Her crazy arguments to stall the evaluation

My ex-wife's last minute court filing was a gigantic ad hominem attack on me, with her own gripes about having to respond to me. This paragraph is typical:
This is the third OSC that George has filed against me within a year’s time. All three are based upon and filled almost entirely with misrepresentations of events, which can be easily fact-checked through transcripts, court orders, and documented emails. With every OSC that George has filed, I have been forced to spend many hours amassing the legal documents and communications that show George to be misrepresenting the case’s history. I have spent about 56 hours alone answering George’s October 2009 OSC.
56 hours?! I believe it. Her filing was about 200 pages, and was obviously a lot of work. But it served no purpose except to stall and delay the court-ordered evaluation. She could have spent that 56 hours doing the evaluation.

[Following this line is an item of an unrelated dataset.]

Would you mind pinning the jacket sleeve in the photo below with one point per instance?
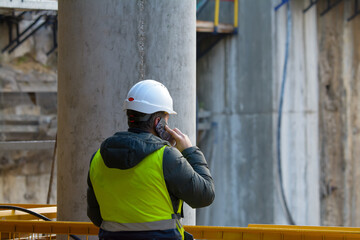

Her main argument is that it is all my fault somehow:
George’s accusations that it is I who is refusing to cooperate with the evaluation ordered by the court is absurd. Especially since it is I who has been contacting, engaging, and working with psychologists to try to get a child custody evaluator appointed, a psychological evaluation performed, and the ordered recommendations made. (See Section II, list of psychologists contacted below.) In contrast, it is George who has been sabotaging these efforts through various intimidation tactics and his communication of misleading information. Just as George submits deliberately misleading information to the Court with such boldness as to make one think that “where there’s smoke, there’s fire”, so too does he communicate his off-base and restructured version of reality to any potential evaluator.
The proof of my uncooperativeness is supposedly contained in emails. In particular, I tried to persuade one evaluator to accept the case even tho he had some minor quibbles with the wording of the court order. I wrote:
Ken, I agree with you. The order is flawed. I have repeatedly complained about it in the family court, and the appeal court. I got nowhere. I don’t even know who made up the form, or if Cmr. Joseph understands it, or if he has any authority to fix it. He certainly does not have any desire to fix it, and I doubt that the current family court judge does either. The form is used by the Santa Cruz court, and the local psychologists do not complain about it.
My ex-wife also quotes this email from me, as if it also incriminates me somehow:
Ken, you seem to be puzzled about the purpose and scope of the evaluation. The California court rules require that the order specify the purpose and scope of the evaluation. You can read it yourself here:…I have argued, in the family and appeal courts, that the order is deficient in this respect. I lost. The position of the court is that the ‘purpose and scope’ are specified in the order, and that no additional clarification will be given… I can give you my opinion, and Julie can give you hers, but our opinions will not help and there will be no court clarification. You need to look at that order, and decide whether or not you can help us. If you can, then we are ready to start the evaluation. If not, then we will look for someone else. We have asked 50 psychologists already. I don’t expect this case to make any sense to you. I think that you will find that the case is a lot simpler than it appears, once you learn some basic facts. But you may never figure out the court’s purpose to your satisfaction, no matter how many emails or documents you read. You just have to decide whether to accept this task, and hope that you make sense out of it later.
I don't even see what point she was trying to make. I was just trying to persuade the psychologist to accept the order as written, and to do the evaluation. In other words, I am just trying to comply with the court. She was the one who was telling the psychologist that the order was mistaken and that she was bringing a motion to the court to change it.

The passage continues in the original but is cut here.